Linear array of chromosomes in a variety of structures and sizes. Image credit: Kate Whitley (CC BY 4.0)
Inside cells, genetic information is stored within molecules of DNA that are folded into three-dimensional structures known as chromosomes. Each fold in a chromosome forms when two points on a single DNA molecule link together to make a loop. DNA in two different chromosomes can also form links with each other (known as “contacts”). Many cells contain two copies of every chromosome and these copies are often able to make contacts with each other.
DNA loops and contacts can change in response to the environment and this may help cells switch the right genes on and off at specific times. For example, in budding yeast cells that have used up most of their preferred food source – a sugar called glucose – the two copies of a region of DNA known as the HAS1pr-TDA1pr region stick together. This may help the budding yeast cells switch on genes that are needed to make use of alternative sources of food.
Cells contain hundreds of proteins called transcription factors that can bind to specific locations on DNA and can also stick to each other. These proteins are thought to be responsible for anchoring bridges between the DNA at most loops and contacts. One way to find out which transcription factors form specific DNA loops and contacts is to generate many different genetic mutations in the DNA and identify precisely which mutations disrupt the links. However, current methods can only test one mutation at a time, so it remains unclear how and why many segments of DNA stick together.

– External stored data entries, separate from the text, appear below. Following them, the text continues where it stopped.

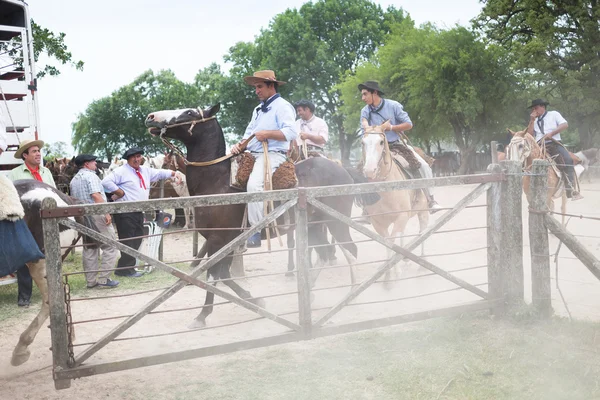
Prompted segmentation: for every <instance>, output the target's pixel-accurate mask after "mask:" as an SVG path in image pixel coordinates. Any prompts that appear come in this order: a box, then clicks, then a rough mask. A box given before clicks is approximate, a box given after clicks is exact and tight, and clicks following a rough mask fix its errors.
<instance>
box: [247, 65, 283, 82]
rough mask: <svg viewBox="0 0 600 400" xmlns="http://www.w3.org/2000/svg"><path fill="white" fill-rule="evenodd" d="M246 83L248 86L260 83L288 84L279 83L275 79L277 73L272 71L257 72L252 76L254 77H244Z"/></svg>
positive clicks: (262, 71) (252, 75) (269, 69)
mask: <svg viewBox="0 0 600 400" xmlns="http://www.w3.org/2000/svg"><path fill="white" fill-rule="evenodd" d="M244 81H246V83H247V84H248V85H255V84H257V83H258V82H275V83H277V84H278V85H285V84H286V82H284V81H278V80H277V78H275V72H273V71H271V70H270V69H265V70H263V71H256V72H255V73H254V74H252V76H246V77H244Z"/></svg>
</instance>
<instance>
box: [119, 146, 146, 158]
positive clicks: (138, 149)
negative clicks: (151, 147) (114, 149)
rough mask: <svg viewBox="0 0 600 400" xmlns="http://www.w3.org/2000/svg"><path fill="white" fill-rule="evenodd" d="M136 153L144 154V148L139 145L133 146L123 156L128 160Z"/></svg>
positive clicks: (133, 155)
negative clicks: (129, 158)
mask: <svg viewBox="0 0 600 400" xmlns="http://www.w3.org/2000/svg"><path fill="white" fill-rule="evenodd" d="M136 154H144V150H142V149H140V148H139V147H132V148H131V149H129V150H127V151H126V152H125V154H123V158H124V159H126V160H127V159H128V158H129V157H131V156H135V155H136Z"/></svg>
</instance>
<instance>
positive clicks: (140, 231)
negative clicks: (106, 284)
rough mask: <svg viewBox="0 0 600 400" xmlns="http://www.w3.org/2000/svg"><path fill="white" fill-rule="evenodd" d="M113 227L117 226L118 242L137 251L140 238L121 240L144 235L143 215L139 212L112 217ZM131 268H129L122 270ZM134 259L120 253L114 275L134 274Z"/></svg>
mask: <svg viewBox="0 0 600 400" xmlns="http://www.w3.org/2000/svg"><path fill="white" fill-rule="evenodd" d="M113 219H114V221H115V225H116V226H117V233H118V234H119V240H120V241H121V243H123V244H124V245H126V246H129V247H131V248H132V249H135V250H138V249H139V248H140V244H142V238H139V239H132V240H123V239H128V238H131V237H136V236H142V235H143V234H144V214H143V213H141V212H134V213H124V214H115V215H113ZM123 267H131V268H123ZM134 267H135V257H132V256H130V255H129V254H125V253H123V252H121V258H119V261H118V262H117V268H122V269H118V270H116V271H115V275H118V276H127V275H132V274H135V269H134Z"/></svg>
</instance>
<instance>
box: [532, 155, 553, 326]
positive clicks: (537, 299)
mask: <svg viewBox="0 0 600 400" xmlns="http://www.w3.org/2000/svg"><path fill="white" fill-rule="evenodd" d="M549 166H550V164H549V163H548V162H547V161H545V160H534V161H533V169H532V176H531V184H530V186H529V191H530V196H529V198H530V203H529V207H530V208H531V209H532V210H534V211H546V210H547V209H548V204H547V197H548V188H547V186H548V167H549ZM529 248H530V250H531V298H532V303H533V306H534V308H536V309H537V311H538V312H539V314H540V316H542V317H545V318H547V317H550V316H551V315H552V299H551V289H550V286H551V285H550V247H549V244H548V229H547V228H546V223H545V222H544V214H538V213H529Z"/></svg>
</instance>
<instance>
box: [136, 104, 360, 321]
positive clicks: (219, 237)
mask: <svg viewBox="0 0 600 400" xmlns="http://www.w3.org/2000/svg"><path fill="white" fill-rule="evenodd" d="M219 109H220V105H219V104H217V105H215V106H212V107H209V108H207V109H204V110H200V109H183V110H167V111H157V112H154V113H152V114H150V115H148V117H147V118H146V126H147V127H148V128H149V132H150V134H152V135H154V136H158V135H160V134H161V131H162V135H163V136H164V137H166V138H172V139H177V140H179V141H181V142H182V143H183V144H184V145H185V147H186V149H187V159H188V160H189V161H193V162H207V161H212V160H215V159H217V158H219V157H222V156H224V155H225V152H226V149H225V138H224V136H223V131H222V129H221V126H220V125H219V123H218V121H217V120H216V118H215V115H216V113H217V112H218V111H219ZM230 171H231V163H230V160H229V159H227V160H225V161H222V162H219V163H216V164H213V165H210V166H203V167H199V166H191V165H188V166H187V171H186V176H187V183H188V189H189V191H190V195H192V196H198V195H208V194H225V193H235V192H237V190H235V189H232V188H231V186H230ZM296 174H297V177H298V181H299V186H301V187H311V186H331V185H341V184H351V183H354V180H353V179H352V177H351V176H350V174H349V173H348V172H347V171H346V170H345V169H344V168H342V167H340V166H338V165H337V164H336V163H334V162H332V161H329V160H327V159H325V158H310V159H308V160H305V161H303V162H301V163H298V164H296ZM322 201H323V202H324V203H326V204H328V205H329V206H330V207H332V208H334V209H336V210H338V211H339V212H341V213H343V214H344V215H347V216H349V215H350V213H351V210H352V204H353V201H354V196H338V197H327V198H324V199H322ZM244 209H245V205H244V204H231V205H223V206H212V207H198V208H196V210H195V211H196V213H195V215H196V220H195V225H196V228H198V229H199V232H200V234H202V236H204V238H205V239H206V243H205V249H206V252H207V254H208V255H209V256H211V255H212V254H214V253H215V252H217V251H218V250H219V249H221V248H222V247H223V246H225V245H226V244H227V243H229V242H230V241H232V240H233V239H234V238H235V237H236V236H238V235H239V234H240V233H241V232H242V231H241V226H242V220H243V218H244ZM292 215H293V213H292ZM309 215H310V220H312V221H323V220H327V222H326V225H327V228H328V229H329V231H330V232H331V234H332V236H333V237H334V238H335V240H336V242H337V243H343V244H342V245H341V248H342V251H343V252H344V255H345V256H346V257H347V258H348V261H349V262H350V263H353V262H355V260H356V256H357V248H356V245H355V244H354V243H351V241H352V238H351V237H350V232H349V228H348V226H347V225H345V224H343V223H341V222H340V221H333V220H332V219H331V218H329V217H327V216H326V215H324V214H323V213H321V212H319V211H318V210H309ZM209 228H210V229H214V228H240V230H203V229H209ZM308 229H309V244H310V245H317V244H323V243H326V241H327V239H326V237H325V238H324V237H323V236H324V234H325V230H324V229H323V227H322V224H318V223H317V224H309V228H308ZM281 233H282V234H283V233H284V232H281ZM316 250H317V254H318V260H319V261H318V263H319V264H320V263H322V262H323V260H325V259H326V253H327V250H326V249H325V248H323V247H317V248H316ZM231 260H232V259H231V257H226V258H224V259H223V260H221V261H219V262H218V263H217V264H215V265H214V266H213V267H211V268H210V269H209V270H208V274H209V276H212V277H214V279H228V278H230V272H229V267H230V265H231ZM196 264H197V263H196ZM224 283H225V284H226V285H227V286H229V287H230V288H231V289H232V290H233V291H234V292H235V293H236V294H237V295H238V296H240V297H241V298H244V299H251V298H252V296H251V294H250V293H249V292H248V291H246V290H244V289H243V288H242V287H241V286H240V285H239V284H238V283H237V282H235V281H232V280H225V282H224ZM253 301H254V302H255V303H257V304H259V305H262V304H263V301H262V299H258V300H253ZM213 302H214V294H213V293H211V292H207V293H206V303H205V305H206V306H205V307H204V308H203V309H202V312H201V313H200V315H198V316H197V317H196V319H195V322H194V323H193V324H192V326H194V327H200V326H205V319H206V317H207V316H208V315H209V314H210V313H211V312H212V304H213Z"/></svg>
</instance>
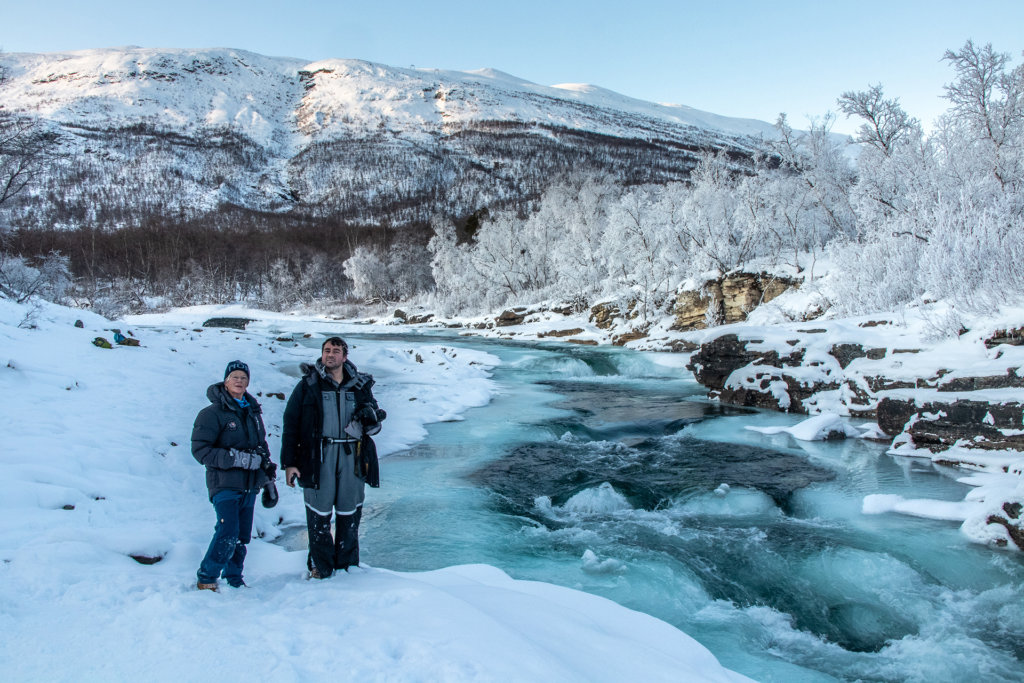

Now, Kim et al. have developed a new method known as MAP-C to test how hundreds of mutations in budding yeast affect a particular DNA contact, in a single experiment. The MAP-C method was used to test which mutations within either the DNA segment involved in the contact, or in genes encoding transcription factors, prevent copies of the HAS1pr-TDA1pr region from forming contacts. This revealed that three transcription factors – Leu3, Sdd4, and Rgt1 – bridge contacts between the two copies of HAS1pr-TDA1pr.
Mutations that disrupt the three-dimensional structure of chromosomes can cause cancer, developmental disorders and other diseases. The MAP-C method will allow researchers to better understand which transcription factors control how DNA is folded inside the cell, and which mutations change this folding.